The more the number of phases, the better the power is split. The process even leads to a high number of ‘switching losses’, which can be controlled through multiple phases.
That also calls for a multi-phase PWM for better voltage regulation. Meaning, one PWM controller is dedicated to one VRM phase.
For better overclocking support, high-end motherboards are all equipped with more power phases. Also, they come with better cooling through top-quality heatsinks.
If you want to identify the number of power phases on your system board, this can be simply done through physical inspection. Counting the number of chokes should be enough.
Inspecting the number of capacitors and MOSFETs isn’t the right approach though. That’s because some boards adopt the phase-extend topology (where VRM doublers are used).
We will have a detailed guide on Twin and Phase-Extend VRMs soon. For now, just take a peek at the illustration below:
Here, the inclusion of a phase doubler splits the frequency coming from the PWM controller. But the one without a doubler will send the same signal (without any delay) to both phases.
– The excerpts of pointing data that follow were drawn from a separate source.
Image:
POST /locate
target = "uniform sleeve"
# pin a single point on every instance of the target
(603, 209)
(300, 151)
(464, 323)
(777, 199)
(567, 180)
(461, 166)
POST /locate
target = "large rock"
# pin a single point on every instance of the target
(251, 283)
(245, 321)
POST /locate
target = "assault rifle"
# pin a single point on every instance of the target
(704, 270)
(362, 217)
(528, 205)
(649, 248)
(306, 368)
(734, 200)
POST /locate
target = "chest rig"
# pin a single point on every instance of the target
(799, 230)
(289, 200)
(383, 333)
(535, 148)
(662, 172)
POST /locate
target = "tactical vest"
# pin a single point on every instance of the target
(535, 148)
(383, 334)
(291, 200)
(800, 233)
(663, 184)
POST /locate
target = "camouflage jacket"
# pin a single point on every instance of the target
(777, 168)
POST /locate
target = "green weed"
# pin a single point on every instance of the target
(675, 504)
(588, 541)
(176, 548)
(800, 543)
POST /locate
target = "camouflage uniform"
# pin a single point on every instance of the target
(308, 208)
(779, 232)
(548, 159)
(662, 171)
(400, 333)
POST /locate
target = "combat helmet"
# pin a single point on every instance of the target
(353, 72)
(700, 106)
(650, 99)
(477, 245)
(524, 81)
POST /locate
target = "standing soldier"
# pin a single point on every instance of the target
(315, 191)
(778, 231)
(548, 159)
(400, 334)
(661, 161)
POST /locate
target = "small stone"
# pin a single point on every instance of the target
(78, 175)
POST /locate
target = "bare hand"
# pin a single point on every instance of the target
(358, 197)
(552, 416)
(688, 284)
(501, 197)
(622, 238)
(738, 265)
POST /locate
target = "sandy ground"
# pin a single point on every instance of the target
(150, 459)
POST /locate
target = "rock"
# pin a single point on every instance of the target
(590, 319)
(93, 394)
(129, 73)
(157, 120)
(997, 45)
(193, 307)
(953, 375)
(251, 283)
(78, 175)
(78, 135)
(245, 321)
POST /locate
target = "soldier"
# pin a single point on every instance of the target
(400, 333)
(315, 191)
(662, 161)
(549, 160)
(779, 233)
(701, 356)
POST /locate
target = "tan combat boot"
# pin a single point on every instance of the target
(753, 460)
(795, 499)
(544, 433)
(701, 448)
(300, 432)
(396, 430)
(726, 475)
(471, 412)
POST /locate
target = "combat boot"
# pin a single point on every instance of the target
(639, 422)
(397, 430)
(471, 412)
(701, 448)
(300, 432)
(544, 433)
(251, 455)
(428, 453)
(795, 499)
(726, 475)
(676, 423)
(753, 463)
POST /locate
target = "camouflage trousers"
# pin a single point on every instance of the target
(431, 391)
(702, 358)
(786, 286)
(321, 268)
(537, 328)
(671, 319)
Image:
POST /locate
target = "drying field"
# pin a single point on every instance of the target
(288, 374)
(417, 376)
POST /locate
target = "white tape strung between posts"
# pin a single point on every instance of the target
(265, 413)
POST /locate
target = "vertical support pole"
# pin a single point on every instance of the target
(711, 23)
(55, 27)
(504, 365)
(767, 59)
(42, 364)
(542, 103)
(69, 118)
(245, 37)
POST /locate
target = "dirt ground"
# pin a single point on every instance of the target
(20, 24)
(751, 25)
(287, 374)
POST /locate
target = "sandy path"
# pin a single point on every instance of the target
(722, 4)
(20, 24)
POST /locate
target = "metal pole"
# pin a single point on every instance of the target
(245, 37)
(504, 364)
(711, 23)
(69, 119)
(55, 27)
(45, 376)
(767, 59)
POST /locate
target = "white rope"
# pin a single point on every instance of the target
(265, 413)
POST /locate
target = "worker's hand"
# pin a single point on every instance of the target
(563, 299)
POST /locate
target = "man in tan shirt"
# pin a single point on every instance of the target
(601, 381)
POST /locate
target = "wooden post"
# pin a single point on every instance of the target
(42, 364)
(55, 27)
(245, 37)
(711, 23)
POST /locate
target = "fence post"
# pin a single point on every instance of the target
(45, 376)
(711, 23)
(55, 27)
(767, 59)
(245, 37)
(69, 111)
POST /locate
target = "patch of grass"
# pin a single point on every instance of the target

Understanding VRM Specs When Choosing a Motherboard
When inspecting the motherboard specifications, most people overlook the importance of VRM. In fact, some boards (including my MSI B550M MORTAR) don’t include anything about such.
Gigabyte boards often designate the VRM specs in
X+Y format. For example, my TRX40 AORUS MASTER has 16+3 power phases. Here, 16 is for the CPU and 3 for RAM.
Also, it’s worth noting the ‘70 A power stage’, which simply means the motherboard can supply 70 A current to the processor. And as explained earlier, with 16 power phases for the CPU, each phase handles 4.375 A.
Some older boards might show this in the
X+Y+Z format. X is usually for the processor, while Y and Z are for other components, one of which is for memory.
Most ASRock computers that we own only indicate the total number of power phases. For instance, X570 AQUA has a total of 14 while X370 Taichi has 16.
However, it doesn’t specify the exact number for CPU and RAM. So, I suggest counting the number of chokes to find this out yourself.
What I’ve noticed on modern ASUS boards is most come with DIGI+ VRM. Well, it simply refers to the digital voltage regulator, which is far better in terms of power stability and overclocking compared to analog.
You see, every motherboard is different, and the number of power phases along with topology is unique. But now that you’re aware of most stuff related to VRM, this shouldn’t be a factor to worry about.